Benedicto XVI era un papa, valga la expresión, más cómodo. En líneas generales, sus discursos tenían un alto contenido teológico. Los expertos disfrutaban, la grey se quedaba a dos velas y las distintas facciones de la Curia seguían a lo suyo, disputándose el poder y tomando posiciones para la sucesión de Joseph Ratzinger. El problema vino cuando esas luchas salieron a la luz —el famoso escándalo Vatileaks—, a Benedicto XVI le faltaron las fuerzas físicas y espirituales y tomó la decisión histórica de renunciar. En contra de lo que hubieran querido los máximos exponentes del poder vaticano, los focos de la atención mundial —que no son pocos ni débiles— se giraron hacia el Vaticano. Y, por si fuera poco, desde el día 11 de febrero al 28 en el que, a las ocho de la tarde, dejó de ser oficialmente papa, Joseph Ratzinger ejecutó su salida como si se tratara de la trama de una película. El Papa de los discursos inextricables empezó a dar pistas muy gráficas de su adiós, de la angustia que a veces había sufrido al frente de la Iglesia: “Las aguas bajaban agitadas, el viento soplaba en contra y Dios parecía dormido…”.

El papa Francisco parece dispuesto a despertarlo. Con la tenacidad de aquellos jesuitas que se partieron el cobre y dieron la sangre en Latinoamérica y la cercanía y la sencillez de los hijos de san Francisco de Asís. El pasado, la gloria y el sufrimiento de la Iglesia frente a los que, desde hace algunas décadas, han ostentado el poder y el dinero. Primero alrededor de Juan Pablo II y luego de Joseph Ratzinger. Durante sus primeras 24 horas, Jorge Mario Bergoglio ha dado señales inequívocas de que su Dios es más amigo que jefe. Lo cuenta muy bien el sacerdote Ludovico Melo, que se encontraba ayer muy de mañana en la basílica de Santa María Maggiore y le dijeron que, dentro de 10 minutos, llegaba el Papa. “Nos ha hablado cordialmente, como un padre”, dijo todavía emocionado tras compartir unos minutos de oración con el Santo Padre. “Y a los confesores de la basílica nos ha dicho”, añadió el cura poniendo el dedo en el quid de la cuestión, “que ayudemos a quien se confía a nosotros. Misericordia, misericordia…”.

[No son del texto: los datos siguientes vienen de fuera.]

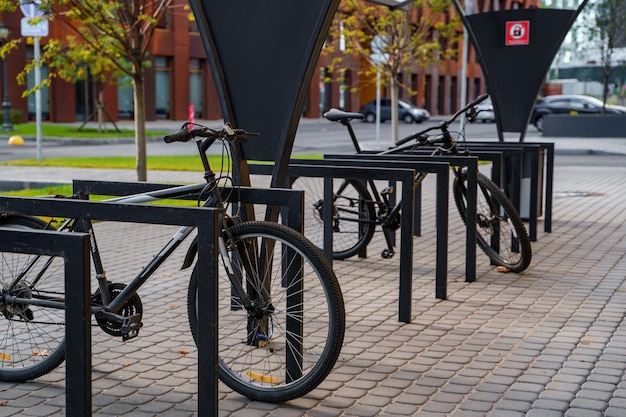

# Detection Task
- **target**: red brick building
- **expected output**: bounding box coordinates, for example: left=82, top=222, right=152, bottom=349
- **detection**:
left=0, top=0, right=539, bottom=123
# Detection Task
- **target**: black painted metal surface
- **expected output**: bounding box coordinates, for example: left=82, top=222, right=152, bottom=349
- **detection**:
left=188, top=0, right=340, bottom=190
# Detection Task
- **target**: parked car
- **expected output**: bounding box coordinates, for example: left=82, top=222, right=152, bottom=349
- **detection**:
left=359, top=98, right=430, bottom=124
left=469, top=97, right=495, bottom=123
left=531, top=94, right=626, bottom=131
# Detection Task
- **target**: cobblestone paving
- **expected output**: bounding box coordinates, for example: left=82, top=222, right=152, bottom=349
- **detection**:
left=1, top=154, right=626, bottom=416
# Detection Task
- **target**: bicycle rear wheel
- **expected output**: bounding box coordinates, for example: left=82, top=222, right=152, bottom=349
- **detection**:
left=187, top=221, right=345, bottom=403
left=0, top=215, right=67, bottom=382
left=291, top=177, right=376, bottom=260
left=453, top=171, right=532, bottom=273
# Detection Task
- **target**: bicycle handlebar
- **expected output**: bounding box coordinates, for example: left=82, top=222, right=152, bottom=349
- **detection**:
left=163, top=122, right=259, bottom=144
left=396, top=93, right=489, bottom=146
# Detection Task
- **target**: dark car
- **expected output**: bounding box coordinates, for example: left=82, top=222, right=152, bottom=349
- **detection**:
left=359, top=98, right=430, bottom=124
left=531, top=94, right=626, bottom=131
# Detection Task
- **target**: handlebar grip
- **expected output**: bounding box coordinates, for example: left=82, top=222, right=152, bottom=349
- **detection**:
left=164, top=130, right=192, bottom=143
left=471, top=93, right=489, bottom=107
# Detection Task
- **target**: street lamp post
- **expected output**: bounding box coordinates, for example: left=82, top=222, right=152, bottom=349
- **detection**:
left=0, top=22, right=12, bottom=131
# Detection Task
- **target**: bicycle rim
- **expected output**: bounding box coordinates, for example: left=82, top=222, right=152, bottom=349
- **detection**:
left=188, top=221, right=345, bottom=403
left=291, top=176, right=376, bottom=260
left=453, top=172, right=532, bottom=272
left=0, top=216, right=67, bottom=382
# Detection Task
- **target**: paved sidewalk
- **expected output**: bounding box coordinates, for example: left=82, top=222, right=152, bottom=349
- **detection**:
left=1, top=153, right=626, bottom=416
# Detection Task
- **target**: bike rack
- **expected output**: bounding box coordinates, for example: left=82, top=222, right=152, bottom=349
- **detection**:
left=0, top=196, right=220, bottom=416
left=465, top=142, right=554, bottom=241
left=249, top=162, right=433, bottom=323
left=291, top=157, right=453, bottom=298
left=352, top=153, right=481, bottom=283
left=71, top=180, right=305, bottom=234
left=0, top=227, right=90, bottom=416
left=72, top=180, right=309, bottom=384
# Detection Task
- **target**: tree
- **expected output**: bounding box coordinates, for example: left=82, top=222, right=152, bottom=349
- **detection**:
left=330, top=0, right=460, bottom=145
left=20, top=35, right=124, bottom=133
left=593, top=0, right=626, bottom=109
left=0, top=0, right=173, bottom=181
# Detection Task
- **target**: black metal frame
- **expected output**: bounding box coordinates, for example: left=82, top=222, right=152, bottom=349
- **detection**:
left=334, top=153, right=481, bottom=283
left=0, top=196, right=220, bottom=416
left=463, top=141, right=554, bottom=241
left=451, top=1, right=590, bottom=141
left=250, top=161, right=449, bottom=323
left=0, top=227, right=90, bottom=415
left=187, top=0, right=340, bottom=193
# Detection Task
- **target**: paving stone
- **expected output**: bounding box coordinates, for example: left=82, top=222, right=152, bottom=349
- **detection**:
left=6, top=157, right=626, bottom=416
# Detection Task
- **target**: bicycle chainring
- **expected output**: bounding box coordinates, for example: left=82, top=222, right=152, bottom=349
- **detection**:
left=386, top=213, right=402, bottom=231
left=94, top=282, right=143, bottom=337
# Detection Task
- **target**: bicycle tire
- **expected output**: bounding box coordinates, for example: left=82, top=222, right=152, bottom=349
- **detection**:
left=187, top=221, right=345, bottom=403
left=291, top=177, right=376, bottom=260
left=0, top=215, right=67, bottom=382
left=453, top=171, right=532, bottom=273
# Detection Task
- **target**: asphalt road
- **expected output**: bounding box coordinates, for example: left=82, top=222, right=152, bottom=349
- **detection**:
left=0, top=118, right=536, bottom=162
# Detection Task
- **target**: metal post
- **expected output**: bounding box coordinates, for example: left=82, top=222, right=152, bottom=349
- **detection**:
left=0, top=22, right=12, bottom=131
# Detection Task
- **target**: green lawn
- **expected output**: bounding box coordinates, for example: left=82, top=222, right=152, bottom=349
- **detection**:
left=1, top=154, right=321, bottom=171
left=7, top=123, right=169, bottom=138
left=3, top=155, right=206, bottom=171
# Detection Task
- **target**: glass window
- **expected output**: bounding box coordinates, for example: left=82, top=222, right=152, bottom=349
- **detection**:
left=157, top=11, right=170, bottom=29
left=118, top=75, right=134, bottom=120
left=155, top=57, right=171, bottom=119
left=189, top=59, right=203, bottom=118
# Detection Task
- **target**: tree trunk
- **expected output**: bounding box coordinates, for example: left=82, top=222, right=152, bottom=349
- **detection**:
left=390, top=77, right=400, bottom=146
left=97, top=88, right=105, bottom=133
left=133, top=76, right=148, bottom=182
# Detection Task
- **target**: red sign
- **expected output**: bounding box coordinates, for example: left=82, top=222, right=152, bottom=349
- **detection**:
left=505, top=21, right=530, bottom=46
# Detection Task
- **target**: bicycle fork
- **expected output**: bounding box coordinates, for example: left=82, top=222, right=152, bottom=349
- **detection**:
left=219, top=227, right=275, bottom=348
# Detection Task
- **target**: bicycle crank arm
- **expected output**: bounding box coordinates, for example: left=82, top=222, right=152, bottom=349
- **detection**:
left=95, top=309, right=143, bottom=341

Si Amalia le hubiera dicho que sí, que se casaba con él y se hubieran ido a vivir juntos a esa casa que el niño Bergoglio —hijo de emigrantes italianos— le había dibujado en un papel, Francisco no se habría hecho cura. Y luego no lo hubieran nombrado arzobispo ni cardenal ni ahora Papa. En todo ese pasado impecable —del que ya conocemos hasta el pulmón que le extirparon o su afición a los vuelos baratos— hay un lunar, una sospecha, la de su actitud tal vez tibia ante la dictadura. Dice el Nobel de la Paz Alfonso Pérez Esquivel que no es verdad que le faltara coraje, que fuera displicente. En cualquier caso, el 8 de septiembre de 2000, la Iglesia argentina confesó sus culpas y pidió perdón públicamente. Por colaborar, por ser tibios, por mirar para otro lado. No sería extraño que cualquier día de estos, el papa Francisco abordara públicamente el asunto. Que a la hora de tender puentes, también los tendiera con el pasado.